A new survey has highlighted details about the nursing crisis and shortage facing the country. Among the main findings are that the vast majority of nurses are considering leaving their professions in the next year.

Hospital IQ, a provider of predictive hospital operations and communications software, surveyed more than 200 U.S.-based hospital registered nurses. Results show the potential for increased losses of nurses as soon as the end of the year.

“What hospital leaders must take away from this data is that much of your nursing staff has an eye on the door,” Shawn Sefton, chief nursing officer and vice president of client operations at Hospital IQ said in a statement. “So, we have to ask ourselves, what changes must we make to retain our people and then make those changes now. Because if not, the frightening reality is that come 2022, hospitals will reach a novel level of short-staffed, and it will have horrendous repercussions on our health system and the patients reliant on it.

“Nurses are looking to leadership for better solutions to manage operations across departments, keep the nurse-to-patient ratios manageable, keep beds available and help them do what they do best, which is caring for patients at the highest level of quality.”

Of those surveyed, 90% of respondents said they’re considering leaving the nursing profession in the next year. Within that, 71% of RNs with more than 15 years of experience were considering leaving as soon as possible or in the next few months.

Respondents also cited increasing workloads and staffing shortages with 72% saying they had burnout before the pandemic. The survey showed 43% said technician shortages led them to do more tasks such as cleaning units, procuring supplies and clerical duties with their existing duties. More serious mental health concerns were experienced by 39% of respondents.

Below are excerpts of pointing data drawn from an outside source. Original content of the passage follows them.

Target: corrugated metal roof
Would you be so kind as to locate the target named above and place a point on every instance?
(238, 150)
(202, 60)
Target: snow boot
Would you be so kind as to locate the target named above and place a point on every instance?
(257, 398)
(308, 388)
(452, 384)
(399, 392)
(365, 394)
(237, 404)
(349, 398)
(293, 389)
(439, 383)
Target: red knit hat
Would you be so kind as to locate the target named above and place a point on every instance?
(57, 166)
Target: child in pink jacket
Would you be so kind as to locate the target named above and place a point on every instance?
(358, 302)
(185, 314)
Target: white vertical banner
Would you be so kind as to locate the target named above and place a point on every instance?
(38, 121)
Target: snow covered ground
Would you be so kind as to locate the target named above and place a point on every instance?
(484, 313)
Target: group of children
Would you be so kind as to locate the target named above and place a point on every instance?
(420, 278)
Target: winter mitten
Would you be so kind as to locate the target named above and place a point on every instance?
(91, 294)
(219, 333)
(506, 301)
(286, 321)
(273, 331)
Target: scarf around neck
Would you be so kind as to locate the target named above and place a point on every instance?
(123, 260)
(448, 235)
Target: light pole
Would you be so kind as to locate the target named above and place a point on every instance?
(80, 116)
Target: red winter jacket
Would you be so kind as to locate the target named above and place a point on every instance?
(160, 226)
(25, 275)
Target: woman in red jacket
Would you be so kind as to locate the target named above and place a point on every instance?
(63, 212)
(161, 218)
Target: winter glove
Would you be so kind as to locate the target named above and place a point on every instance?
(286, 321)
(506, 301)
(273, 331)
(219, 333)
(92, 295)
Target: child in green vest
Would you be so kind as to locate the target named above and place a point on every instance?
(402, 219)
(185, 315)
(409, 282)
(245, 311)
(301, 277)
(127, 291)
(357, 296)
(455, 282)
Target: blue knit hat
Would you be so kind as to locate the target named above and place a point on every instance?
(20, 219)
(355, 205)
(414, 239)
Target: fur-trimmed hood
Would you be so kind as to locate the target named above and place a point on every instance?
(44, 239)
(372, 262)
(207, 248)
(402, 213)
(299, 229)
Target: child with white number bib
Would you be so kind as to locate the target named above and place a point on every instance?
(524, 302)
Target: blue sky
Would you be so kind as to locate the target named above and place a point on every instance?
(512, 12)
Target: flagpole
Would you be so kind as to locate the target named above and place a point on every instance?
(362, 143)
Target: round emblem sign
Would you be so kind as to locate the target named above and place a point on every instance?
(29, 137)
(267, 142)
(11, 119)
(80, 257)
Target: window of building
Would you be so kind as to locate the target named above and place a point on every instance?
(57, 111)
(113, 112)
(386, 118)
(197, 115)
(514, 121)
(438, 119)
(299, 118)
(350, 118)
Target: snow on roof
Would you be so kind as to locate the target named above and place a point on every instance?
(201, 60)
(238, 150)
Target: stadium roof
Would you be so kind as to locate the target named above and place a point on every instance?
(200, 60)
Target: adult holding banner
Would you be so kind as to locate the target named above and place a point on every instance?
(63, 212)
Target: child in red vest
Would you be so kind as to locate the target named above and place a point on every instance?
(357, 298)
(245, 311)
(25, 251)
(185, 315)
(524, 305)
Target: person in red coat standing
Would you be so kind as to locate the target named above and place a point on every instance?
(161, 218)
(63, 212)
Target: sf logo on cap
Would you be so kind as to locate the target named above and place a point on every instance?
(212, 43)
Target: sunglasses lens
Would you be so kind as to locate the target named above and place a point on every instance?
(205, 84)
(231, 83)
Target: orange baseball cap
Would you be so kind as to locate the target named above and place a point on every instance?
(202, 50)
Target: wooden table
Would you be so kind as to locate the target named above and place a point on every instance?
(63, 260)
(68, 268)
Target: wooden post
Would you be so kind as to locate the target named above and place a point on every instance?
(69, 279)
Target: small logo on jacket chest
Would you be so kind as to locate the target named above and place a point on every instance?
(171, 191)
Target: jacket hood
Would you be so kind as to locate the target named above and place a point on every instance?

Additionally, 51% of respondents said they felt a “lack of empathy” from their patients’ family members; 47% said family members had acted “more entitled and demanding.”

Staffing shortages were cited for 38% of respondents saying they’d seen an increase in patients returning for post-discharge secondary care. Another 38% said they noticed more medication errors or delays and 36% have seen patients with acute conditions walk out of an ER because of a long wait for a bed.

“Overwhelming workloads and mass burnout have plagued frontline nurses for years, and, it appears many have finally reached the breaking point,” Teri Ridge, RN, director of clinical solutions at Hospital IQ said. “The survey shatters the notion that current nursing challenges are temporary, anomalous and contingent upon the pandemic. These systemic issues have been mounting, and Covid brought them to a head. If hospital leaders don’t listen to these nurses and respond with sustainable solutions now, they will very soon see significantly more of their already short-staffed nurse workforce leaving.”